Identifying and understanding how consumers choose the brands and products they do is something we frequently look at within market research. Which methodology we use to arrive at drivers of brand and product choice can vary. Many researchers adopt a more simplistic direct line of questioning to explore these issues, but a more subtle, statistically modelled approach is often more reflective of the subconscious decision-making processes consumers exhibit.
When a statistical approach is used, consumers are typically asked to rate brands across a range of factors, and these are then regressed against a dependent variable such as likelihood to shop or satisfaction in order to “uncover” the drivers of brand choice.
However, whilst this approach is fairly commonplace, formulating an analysis plan which takes a slightly more considered view of the forces impacting on consumer behaviour can result in different recommendations which are more impactful for the business.
Below we’ve highlighted a few areas of best practice which should have been given some thought in order to ensure that your approach to identifying the drivers of choice yields the correct results for guiding decision making:
Choosing the correct variable to measure consumer choice
Some studies incorrectly focus on variables such as satisfaction, or likelihood to purchase, however, these models are unlikely to highlight the factors which cause a consumer to choose your brand.
Focusing on variables such as 1st choice brand, most used brand and share of wallet are more closely aligned to the actions which we are trying to encourage.
Framing the exercise in the appropriate context
The answer you get from your study will heavily depend on the context of the questions you set for your respondents.
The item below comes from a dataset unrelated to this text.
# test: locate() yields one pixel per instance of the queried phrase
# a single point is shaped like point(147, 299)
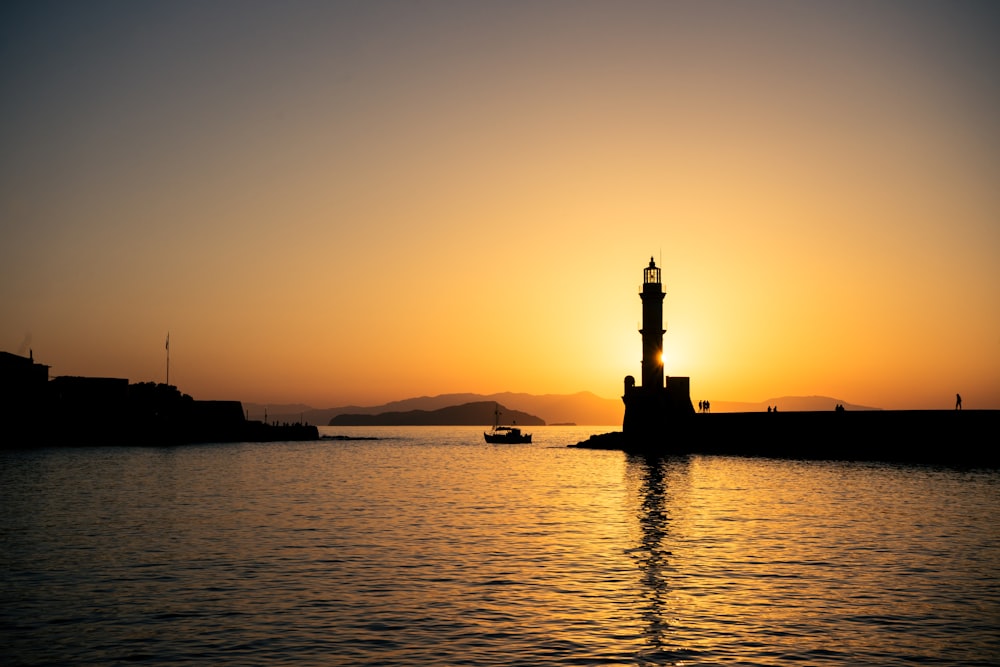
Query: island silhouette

For example, if you are trying to understand the differences between top-up and main shop missions across grocery stores you need to ensure that respondents are primed to answer any questions within those specific contexts.
You may be surprised by how much difference the correct framing will make to your end results.
Only asking respondents to evaluate brands they recognize and consider
Consumers do not typically make decisions on where to shop across the entire market (although some price comparison website behaviours are changing this), but are instead likely to make their decisions based on a predefined consideration set of brands.
As consumers tend to make their choice from within this set, we should limit questions to the brands they actually care about and would be likely to choose.
Understanding that decisions are made at a relative, not absolute level
In tandem with the point above, consumers aren’t likely to make decisions at an absolute level – “How does this brand stack up in isolation”, but rather at a relative level -“How does this brand compare relative to my consideration set?”.
This might seem like an obvious point but traditional modeling approaches typically assign importance based on the absolute scale. By transforming the data so that scores are based on the relative performance of a respondent’s consideration set, we can account for this more accurately.
As a final example, we recently worked with a retail client who had determined that their returns policy wasn’t an important driver of choice. We reviewed their modelling approach and identified that the relative competitor performance wasn’t being factored into the design. We re-ran the modelling and found that the returns policy was a top tier driver because it was a major point of differentiation for a few key players.
This point had been entirely missed the first time round and had undoubtedly been a missed opportunity for the business.